子供の頃に「うちにはお金がない」と言い聞かされてた。実際そうなのかと言えば、そうじゃないような気がするのだが。電気はプチプチ消したし、冷蔵庫はすぐ閉めた。ファミコンは2時間までだった。酒も出ず、外食もせず、旅行も行かず。カップラーメンや炭酸飲料も禁止。自家用車も途中からバイクになった。
そのためか、用事もないのにどこかに遊びにいこうとは思わないし、おみやげの置物なんて買わない。どこにでもチャリで行ったし、18きっぷで本を読めばいいと思った。お金払って寝るだけなんて考えなかったからホテルに泊まろうなんて発想よりも先に、友人の家を利用したり夜通し起きていた。身につけるものへのこだわりもなく、機能性と安さが全てだった。ビールなんて苦いのになんで高いんだと思ってた。独りで車に乗ってる人は嫌いだった。車は高価だし道路で偉そうだから。

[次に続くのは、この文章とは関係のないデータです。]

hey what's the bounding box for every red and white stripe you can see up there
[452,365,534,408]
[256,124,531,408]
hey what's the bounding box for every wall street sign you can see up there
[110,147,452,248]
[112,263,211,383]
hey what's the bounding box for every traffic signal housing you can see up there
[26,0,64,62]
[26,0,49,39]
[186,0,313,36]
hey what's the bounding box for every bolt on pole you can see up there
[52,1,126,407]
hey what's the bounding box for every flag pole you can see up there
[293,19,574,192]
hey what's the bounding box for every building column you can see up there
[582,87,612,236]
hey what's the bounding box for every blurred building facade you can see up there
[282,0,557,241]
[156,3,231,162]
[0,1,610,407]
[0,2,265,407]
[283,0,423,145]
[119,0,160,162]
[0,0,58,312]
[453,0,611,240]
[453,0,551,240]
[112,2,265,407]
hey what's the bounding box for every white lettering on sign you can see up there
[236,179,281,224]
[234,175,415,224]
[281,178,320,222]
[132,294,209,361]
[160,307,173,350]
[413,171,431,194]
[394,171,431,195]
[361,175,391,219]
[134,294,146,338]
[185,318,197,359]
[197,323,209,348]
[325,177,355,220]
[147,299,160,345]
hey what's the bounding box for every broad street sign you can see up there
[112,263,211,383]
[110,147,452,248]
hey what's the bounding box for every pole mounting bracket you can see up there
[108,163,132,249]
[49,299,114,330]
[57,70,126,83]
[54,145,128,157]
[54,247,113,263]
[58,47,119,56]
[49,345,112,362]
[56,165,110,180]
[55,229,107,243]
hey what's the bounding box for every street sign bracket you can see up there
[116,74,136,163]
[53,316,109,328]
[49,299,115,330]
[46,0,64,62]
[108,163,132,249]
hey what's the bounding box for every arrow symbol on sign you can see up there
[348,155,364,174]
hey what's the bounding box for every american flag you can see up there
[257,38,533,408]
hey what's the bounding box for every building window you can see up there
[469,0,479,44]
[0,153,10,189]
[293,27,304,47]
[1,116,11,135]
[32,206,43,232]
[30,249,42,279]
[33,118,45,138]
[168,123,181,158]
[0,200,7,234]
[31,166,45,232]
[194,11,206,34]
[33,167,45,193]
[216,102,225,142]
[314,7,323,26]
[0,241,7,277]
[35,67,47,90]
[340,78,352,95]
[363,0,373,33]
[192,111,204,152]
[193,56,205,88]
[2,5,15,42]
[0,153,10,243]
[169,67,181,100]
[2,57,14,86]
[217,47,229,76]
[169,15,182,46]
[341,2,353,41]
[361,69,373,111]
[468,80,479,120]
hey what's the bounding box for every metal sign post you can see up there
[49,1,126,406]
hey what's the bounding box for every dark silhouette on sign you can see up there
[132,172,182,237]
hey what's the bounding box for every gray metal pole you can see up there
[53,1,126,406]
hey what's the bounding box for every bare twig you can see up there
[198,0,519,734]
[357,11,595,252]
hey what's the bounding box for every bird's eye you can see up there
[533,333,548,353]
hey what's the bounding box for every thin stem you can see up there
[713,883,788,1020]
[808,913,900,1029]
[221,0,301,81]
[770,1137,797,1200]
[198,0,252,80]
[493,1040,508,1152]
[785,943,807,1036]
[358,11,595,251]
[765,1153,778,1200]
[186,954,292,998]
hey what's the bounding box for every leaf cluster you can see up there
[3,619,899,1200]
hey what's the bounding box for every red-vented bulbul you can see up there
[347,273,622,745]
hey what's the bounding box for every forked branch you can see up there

大人になり自由になるお金が増えて、心配する必要はなくなった。時間を金で買うという考え方もわかるようになった。友人に会うために新幹線で東京に行くようになったし、旅行に行くこともある。人がビールを飲む理由もわかった。車も通勤には欠かせない。
けれど、最近、本当にお金を有効に使えてるかどうかと思うようになった。日々のストレスをビールや旅行で紛らわしてるつもりだったが、どこか満たされなくなってきた。いつのまにかわがままになって、ルーズになっただけのような気がする。ちょこちょこと日常の習慣の中で無駄な出費をしてるとしたら、もったいないことである。この先の時代、どうなるかわからない。病気も倒産も戦争もあるかもしれない。お金が全てだとは思わないが、必要なときに泣くことがないようにしたい。当たり前のことを当たり前にやるだけだが、それが一番難しい。人よりいい暮らしをしたいなら同じことをしてたらダメ。何かを変えなきゃ何も変わらない。強さの秘訣は日常に潜んでるんだと思う。マラソンと同じ。備えあれば憂いなしだ。